Banksy and Aristotle: Chelsea Kehrli’s thoughts
Aristotle once said, “These, then, are two parts of the story, reversal and discovery, and a third is suffering. Of these, reversal and discovery have been described, and suffering is an action that is destructive or painful, such as deaths in plain view, as well as tortures and woundings and as many other things as are of that sort.”
Banksy, the mysterious “hoodlum” behind the gas mask, relates to this quote very well, and even goes beyond it. Through Banksy’s crude humor and “read between the lines” messages he paints on a wall, he often shows reversal, discovery, and suffering. Banksy has even written a few books that contain his artwork, foul-mouthed quotes, and your not so average fairy tales. In his artwork and stories, people usually have to look past their noses to figure out the meaning behind is madness.
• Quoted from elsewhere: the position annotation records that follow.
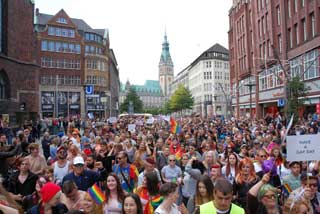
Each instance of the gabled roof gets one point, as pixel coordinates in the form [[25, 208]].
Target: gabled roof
[[43, 19]]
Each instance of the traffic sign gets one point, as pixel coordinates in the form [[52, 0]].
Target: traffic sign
[[89, 89], [281, 102]]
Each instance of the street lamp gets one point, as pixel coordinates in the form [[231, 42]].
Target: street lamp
[[250, 85]]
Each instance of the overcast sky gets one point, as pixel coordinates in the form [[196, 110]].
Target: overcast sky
[[137, 29]]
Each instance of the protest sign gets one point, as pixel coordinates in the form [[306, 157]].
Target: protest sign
[[131, 127], [303, 148]]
In many of his graffiti pieces, there is a political meaning behind them and he usually shows this by a reversal of roles often using figures of authority and children.
There is also a discovery in his work, but the viewers make the discovery. People have to look past the paint and have a change from their own “ignorance to recognition.” Banksy wants his viewer’s opinions to be shaken up by his own opinions that grab the public’s attention immediately. He makes people really think twice about what they are looking at and maybe even consider their own beliefs.
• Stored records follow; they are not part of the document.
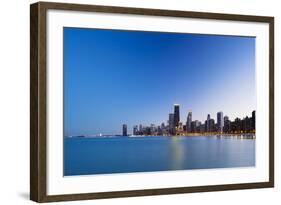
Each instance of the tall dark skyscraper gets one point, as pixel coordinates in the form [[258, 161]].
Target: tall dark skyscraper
[[253, 127], [188, 121], [135, 130], [208, 123], [220, 121], [125, 130], [171, 123], [176, 114]]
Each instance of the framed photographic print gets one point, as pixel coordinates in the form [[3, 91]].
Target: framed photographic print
[[133, 102]]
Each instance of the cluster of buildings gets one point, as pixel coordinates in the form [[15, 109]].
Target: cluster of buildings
[[175, 127]]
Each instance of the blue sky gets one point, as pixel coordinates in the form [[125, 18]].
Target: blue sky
[[112, 77]]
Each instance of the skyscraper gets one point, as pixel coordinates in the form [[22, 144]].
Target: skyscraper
[[188, 121], [171, 123], [135, 130], [176, 115], [125, 130], [253, 120], [208, 123], [220, 121]]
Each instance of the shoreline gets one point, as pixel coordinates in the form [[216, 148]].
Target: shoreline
[[246, 135]]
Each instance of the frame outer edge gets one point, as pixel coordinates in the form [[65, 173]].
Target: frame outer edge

Banksy also shows suffering in some of his work. He shows it to get his message across to the public, and I’m sure that some of the public does a little suffering of their own after seeing some of his work.
Everyone has their own views and opinions; we just choose to express them differently. Some people preach it, and others hop a fence and throw paint over an eight-foot stencil of a rat. Banksy likes to evoke more than just fear and pity in his audience. He likes to make them stop and look at his message while they are walking down the street.